Another great advantage is that paper supports multiple abstraction levels. On my computer, the code, a class diagram, and a deployment diagram will live in different files, windows, or even tools. Yet I can combine them on a sheet of paper as naturally as they appear in my mind.

And this isn’t the only way paper fits better with my mind’s processes. I can scribble on paper a lot faster than I can write or draw on the screen. This means that it’s a lot easier to follow my train of thought with handwritten notes than by typing. Once I begin to type, I slow down, and my mind stumbles. If I jot that wonderful idea on paper I have it secured, and I can then spend as much time as I need messing with the C++ STL library to realize it in code.

Missing features are ... features

Amazingly, some of the reasons I’m productive on paper are actually due to features that a piece of paper lacks. A piece of paper won’t check my syntax while I’m writing code, so I can concentrate on the ideas behind the code rather than on the language’s particulars. Also, it won’t underline spelling errors, letting me finish my sentences without interruptions.
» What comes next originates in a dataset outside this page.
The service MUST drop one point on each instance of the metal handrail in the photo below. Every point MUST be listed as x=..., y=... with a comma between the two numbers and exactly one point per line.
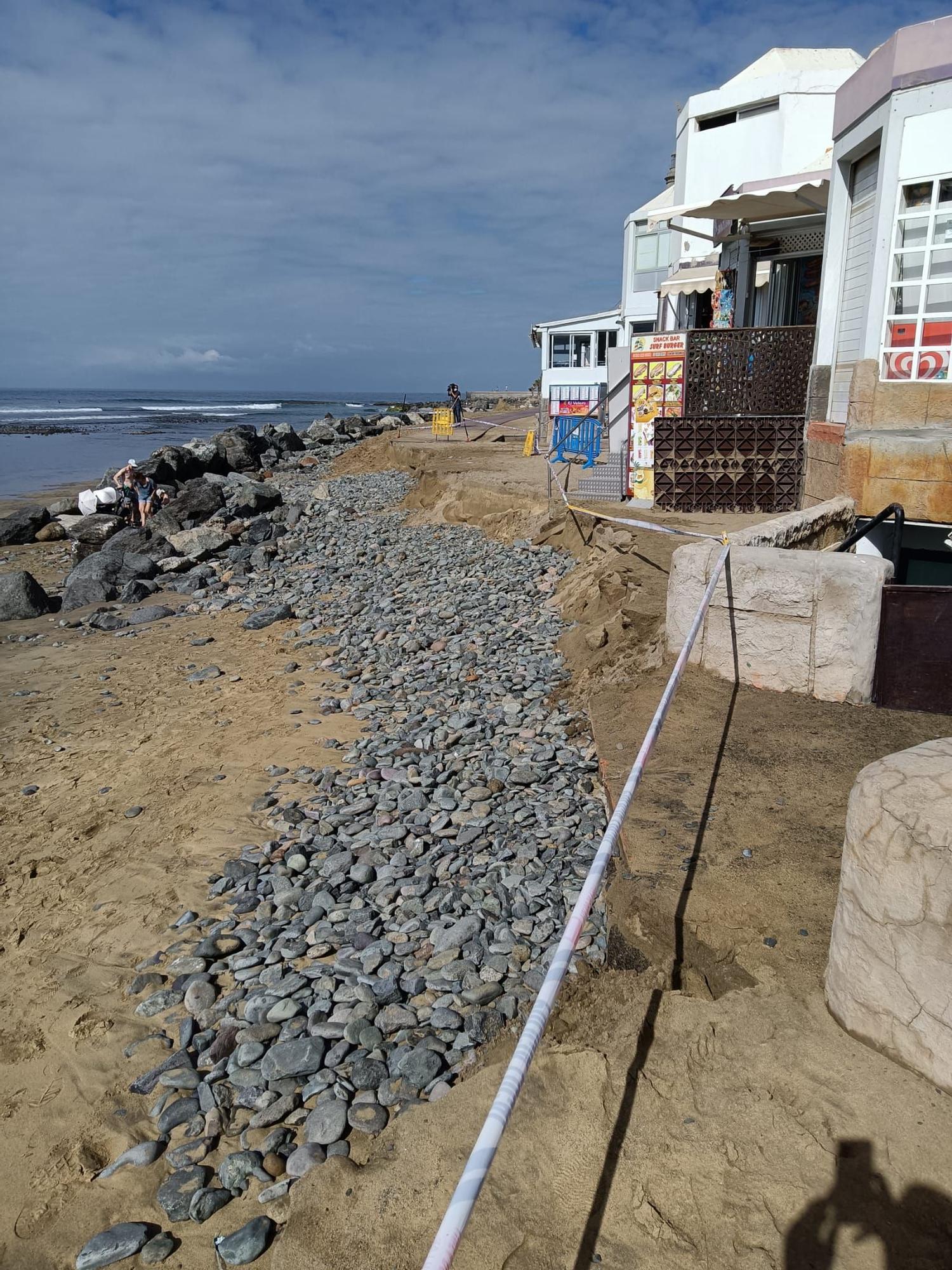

Furthermore, paper typically lacks a macro command processor, a regular expression search and replace function, and online help. Again, this means more time for thinking about the problem rather than the particulars of writing the code or satisfying a specific API’s requirements. I often wish I could look up things on Google or Wikipedia when writing on paper, but this “problem” turns out to also be a terrific efficiency booster (see figure 1).

The problem with Wikipedia

Figure 1. Lack of Wikipedia access considered a timesaver (from

Thankfully, paper is also severely challenged in the area of synchronous and asynchronous communications. No mail pop-ups, chat client interruptions, incoming RSS items, or friends joining a voice-over-IP client. Although getting a notification when a colleague across the globe enters Skype is fascinating, the cost of this interruption is appalling. Years ago, Tom DeMarco and Timothy Lister explained to us in Peopleware: Productive Projects and Teams (Dorset House, 1987) that we must enter a mental state called flow to be productive in design, engineering, and other creative endeavors. It can take us more than 15 minutes to enter into such a state and only a trivial interruption (“your imap server has 1 new message”) to exit from it.

What’s the moral behind this rant? In the short term, make sure you always keep a stack of blank paper within arm’s reach. Use those sheets liberally. In the long term, I’m sure that scientists will give our computers more of paper’s desirable attributes. Who knows, they might even succeed in disabling those irritating pop-up messages.